Figure 5. Localization of genes with respect to nuclear heterochromatin domains associate with patterns of differential expression.

A) In addition to performing binned assessments of radial positioning of genes, the absolute distances to the nuclear periphery were examined (note that these are absolute distances and do not account for differences in nuclear shape or area). B) To measure the distance to constitutive heterochromatin, a DAPI intensity threshold was used in Imaris to create a surface. The closest distance of the FISH spot to DAPI surface was measured. If loci were found inside the surface (within the heterochromatin), they were assigned a distance of 0µm. Scale bar = 5µm. C) The intense DAPI signal corresponds to constitutive heterochromatin, marked by H3K9me3, and is separate from facultative heterochromatin, indicated by H3K27me3. H3K9me3 colocalizes well with DAPI while H3K27me3 is found throughout the nucleus. Scale bar = 10µm. D) The distribution of absolute distances to heterochromatin are shown on top. The fractions of loci that colocalize (have distances of 0µm and associate directly with heterochromatin), are shown on bottom.
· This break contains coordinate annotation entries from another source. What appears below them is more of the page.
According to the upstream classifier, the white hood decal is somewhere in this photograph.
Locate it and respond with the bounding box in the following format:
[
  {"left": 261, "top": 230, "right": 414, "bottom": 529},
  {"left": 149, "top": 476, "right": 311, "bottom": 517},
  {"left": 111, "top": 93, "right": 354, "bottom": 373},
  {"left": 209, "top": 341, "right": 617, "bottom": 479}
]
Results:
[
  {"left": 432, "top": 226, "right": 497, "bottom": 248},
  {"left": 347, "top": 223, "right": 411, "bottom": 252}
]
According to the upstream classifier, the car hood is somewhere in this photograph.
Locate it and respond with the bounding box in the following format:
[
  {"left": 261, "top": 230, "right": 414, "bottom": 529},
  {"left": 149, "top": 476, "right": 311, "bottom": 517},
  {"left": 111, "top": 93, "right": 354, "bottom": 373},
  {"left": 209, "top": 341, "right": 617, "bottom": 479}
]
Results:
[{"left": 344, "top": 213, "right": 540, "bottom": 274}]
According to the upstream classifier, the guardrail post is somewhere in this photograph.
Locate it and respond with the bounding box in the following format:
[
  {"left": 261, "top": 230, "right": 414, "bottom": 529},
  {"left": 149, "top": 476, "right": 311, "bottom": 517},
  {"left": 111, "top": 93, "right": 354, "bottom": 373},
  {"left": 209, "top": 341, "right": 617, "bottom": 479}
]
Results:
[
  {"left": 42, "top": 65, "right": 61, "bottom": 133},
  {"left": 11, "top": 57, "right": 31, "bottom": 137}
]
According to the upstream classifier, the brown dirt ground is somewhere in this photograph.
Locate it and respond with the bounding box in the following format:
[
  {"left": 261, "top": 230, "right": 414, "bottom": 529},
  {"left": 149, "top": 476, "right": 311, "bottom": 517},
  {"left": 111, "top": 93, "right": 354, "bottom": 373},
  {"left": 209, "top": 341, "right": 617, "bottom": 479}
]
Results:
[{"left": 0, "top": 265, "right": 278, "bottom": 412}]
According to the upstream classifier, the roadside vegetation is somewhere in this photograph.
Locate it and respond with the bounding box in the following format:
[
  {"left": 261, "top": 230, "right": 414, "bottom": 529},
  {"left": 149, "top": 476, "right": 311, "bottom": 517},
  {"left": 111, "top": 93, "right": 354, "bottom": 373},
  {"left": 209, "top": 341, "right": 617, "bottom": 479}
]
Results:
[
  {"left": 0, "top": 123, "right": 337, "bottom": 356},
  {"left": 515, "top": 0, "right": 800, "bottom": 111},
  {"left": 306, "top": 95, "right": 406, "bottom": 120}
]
Atp2a2: Sham n=205 loci, TAC n=298; Nppa: Sham n=216, TAC n=190; Gapdh: Sham n=226, TAC n=212; Nefl: Sham n=192, TAC n=227. E) HiC data was used to examine gene-gene interactions from isolated sham and TAC cardiomyocytes [23]. The lost and gained interactions for significant differentially expressed genes (DOWN or UP) with other differentially expressed genes are described. Genes that are upregulated associate with other upregulated genes while those that are downregulated show the inverse relationship, providing support for genes with similar expression behavior tend to congregate together. * p<0.05 [Mann-Whitney; for co-localization, Chi-squared].